Beyond the Kalman Filter

Beyond the Kalman Filter
Author: Branko Ristic,Sanjeev Arulampalam
Publsiher: Artech House Publishers
Total Pages: 299
Release: 2004-01
ISBN 10: 9781580536318
ISBN 13: 158053631X
Language: EN, FR, DE, ES & NL

Beyond the Kalman Filter Book Review:

For most tracking applications the Kalman filter is reliable and efficient, but it is limited to a relatively restricted class of linear Gaussian problems. To solve problems beyond this restricted class, particle filters are proving to be dependable methods for stochastic dynamic estimation. This cutting-edge book introduces the latest advances in particle filter theory, discusses their relevance to defence surveillance systems, and examines defence-related applications of particle filters to nonlinear and non-Gaussian problems. nonlinear filter designs and more precisely predict the performance of these designs. You can also apply particle filters to tracking a ballistic object, detection and tracking of stealthy targets, tracking through the blind Doppler zone, bi-static radar tracking, passive ranging (bearings-only tracking) of manoeuvering targets, range-only tracking, terrain-aided tracking of ground vehicles, and group and extended object tracking.

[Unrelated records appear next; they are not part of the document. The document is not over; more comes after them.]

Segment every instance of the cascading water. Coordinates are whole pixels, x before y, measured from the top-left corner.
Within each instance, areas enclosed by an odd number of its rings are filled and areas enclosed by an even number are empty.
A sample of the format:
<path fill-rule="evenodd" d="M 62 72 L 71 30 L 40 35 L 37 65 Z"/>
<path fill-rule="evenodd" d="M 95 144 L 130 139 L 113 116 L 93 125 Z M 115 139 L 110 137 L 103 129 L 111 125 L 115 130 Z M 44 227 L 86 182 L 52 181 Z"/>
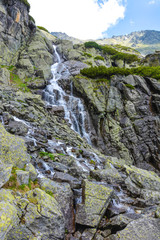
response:
<path fill-rule="evenodd" d="M 65 113 L 65 119 L 70 123 L 71 128 L 79 133 L 81 137 L 84 137 L 89 144 L 91 144 L 90 136 L 85 130 L 86 116 L 82 101 L 73 96 L 72 83 L 71 95 L 65 93 L 65 91 L 59 85 L 58 81 L 62 78 L 62 73 L 65 78 L 69 77 L 70 73 L 68 69 L 66 69 L 65 65 L 61 62 L 60 56 L 56 50 L 56 46 L 53 47 L 57 62 L 51 67 L 53 79 L 49 81 L 49 84 L 44 90 L 44 100 L 49 105 L 62 106 Z"/>

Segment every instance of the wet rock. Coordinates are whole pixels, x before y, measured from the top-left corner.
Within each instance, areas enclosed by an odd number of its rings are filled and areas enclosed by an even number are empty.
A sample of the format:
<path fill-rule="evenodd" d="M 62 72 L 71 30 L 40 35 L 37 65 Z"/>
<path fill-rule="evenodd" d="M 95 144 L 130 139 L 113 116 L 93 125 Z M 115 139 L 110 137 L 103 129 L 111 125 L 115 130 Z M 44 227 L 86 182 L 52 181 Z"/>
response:
<path fill-rule="evenodd" d="M 53 106 L 51 109 L 49 109 L 49 112 L 62 118 L 65 116 L 64 108 L 62 106 Z"/>
<path fill-rule="evenodd" d="M 111 240 L 157 240 L 158 238 L 160 238 L 160 220 L 149 217 L 132 221 L 124 230 L 109 237 Z"/>
<path fill-rule="evenodd" d="M 68 183 L 58 183 L 47 178 L 40 179 L 40 186 L 46 192 L 52 192 L 59 203 L 65 218 L 65 228 L 68 233 L 75 231 L 73 192 Z"/>
<path fill-rule="evenodd" d="M 82 203 L 77 205 L 76 223 L 97 227 L 109 205 L 112 192 L 108 187 L 85 180 Z"/>
<path fill-rule="evenodd" d="M 25 124 L 16 121 L 9 121 L 6 129 L 8 132 L 20 136 L 25 136 L 28 132 L 28 127 Z"/>
<path fill-rule="evenodd" d="M 69 183 L 71 188 L 80 188 L 81 187 L 81 182 L 78 181 L 78 179 L 72 177 L 71 175 L 67 173 L 61 173 L 61 172 L 55 172 L 53 176 L 54 181 L 58 182 L 66 182 Z"/>

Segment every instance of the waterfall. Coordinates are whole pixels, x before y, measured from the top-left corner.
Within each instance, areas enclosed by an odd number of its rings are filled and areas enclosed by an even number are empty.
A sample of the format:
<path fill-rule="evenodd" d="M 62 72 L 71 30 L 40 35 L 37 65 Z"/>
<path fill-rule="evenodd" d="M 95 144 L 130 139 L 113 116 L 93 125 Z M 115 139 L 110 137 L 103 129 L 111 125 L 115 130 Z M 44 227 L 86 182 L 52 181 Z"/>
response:
<path fill-rule="evenodd" d="M 71 129 L 79 133 L 81 137 L 84 137 L 89 144 L 91 144 L 90 136 L 85 128 L 85 109 L 82 101 L 74 97 L 72 94 L 72 83 L 71 83 L 71 94 L 67 94 L 62 87 L 59 85 L 59 80 L 63 76 L 69 78 L 70 73 L 65 65 L 62 63 L 61 58 L 56 50 L 56 46 L 53 45 L 57 62 L 51 67 L 53 78 L 49 81 L 46 89 L 43 93 L 43 98 L 48 105 L 61 106 L 64 109 L 65 119 L 70 123 Z M 65 80 L 63 80 L 65 81 Z"/>

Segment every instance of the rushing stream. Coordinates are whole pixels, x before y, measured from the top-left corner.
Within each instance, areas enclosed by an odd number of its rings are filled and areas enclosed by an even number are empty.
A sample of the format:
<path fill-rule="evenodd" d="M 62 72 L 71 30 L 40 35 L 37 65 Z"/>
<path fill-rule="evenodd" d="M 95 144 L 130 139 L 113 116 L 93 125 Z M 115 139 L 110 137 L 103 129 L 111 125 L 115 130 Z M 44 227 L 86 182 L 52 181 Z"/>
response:
<path fill-rule="evenodd" d="M 43 93 L 43 98 L 48 105 L 63 107 L 65 113 L 65 119 L 70 123 L 71 128 L 84 137 L 89 144 L 91 144 L 90 136 L 85 129 L 85 109 L 82 101 L 74 97 L 72 94 L 72 83 L 70 84 L 71 94 L 68 95 L 62 87 L 59 85 L 59 80 L 65 75 L 65 78 L 69 75 L 68 69 L 62 63 L 61 58 L 54 46 L 55 56 L 57 62 L 52 65 L 51 70 L 53 79 L 49 81 L 46 89 Z M 65 80 L 64 80 L 65 81 Z"/>

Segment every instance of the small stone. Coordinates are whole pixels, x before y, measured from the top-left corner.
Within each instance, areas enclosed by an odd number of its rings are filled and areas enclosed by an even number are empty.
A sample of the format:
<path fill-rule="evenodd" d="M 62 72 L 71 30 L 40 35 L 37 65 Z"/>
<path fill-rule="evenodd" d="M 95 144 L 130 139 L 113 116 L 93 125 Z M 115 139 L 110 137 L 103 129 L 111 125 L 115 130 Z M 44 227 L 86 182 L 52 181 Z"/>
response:
<path fill-rule="evenodd" d="M 20 185 L 29 183 L 29 172 L 23 171 L 23 170 L 16 170 L 16 174 L 17 174 L 17 182 Z"/>
<path fill-rule="evenodd" d="M 35 167 L 31 163 L 28 163 L 26 165 L 26 171 L 29 172 L 29 178 L 32 181 L 36 180 L 36 178 L 37 178 L 37 171 L 36 171 Z"/>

Introduction to Random Signals and Applied Kalman Filtering with Matlab Exercises and Solutions

Introduction to Random Signals and Applied Kalman Filtering with Matlab Exercises and Solutions
Author: Robert Grover Brown,Patrick Y. C. Hwang
Publsiher: John Wiley & Sons Incorporated
Total Pages: 484
Release: 1997
ISBN 10: 1928374650XXX
ISBN 13: UOM:39015040683321
Language: EN, FR, DE, ES & NL

Introduction to Random Signals and Applied Kalman Filtering with Matlab Exercises and Solutions Book Review:

In this updated edition the main thrust is on applied Kalman filtering. Chapters 1-3 provide a minimal background in random process theory and the response of linear systems to random inputs. The following chapter is devoted to Wiener filtering and the remainder of the text deals with various facets of Kalman filtering with emphasis on applications. Starred problems at the end of each chapter are computer exercises. The authors believe that programming the equations and analyzing the results of specific examples is the best way to obtain the insight that is essential in engineering work.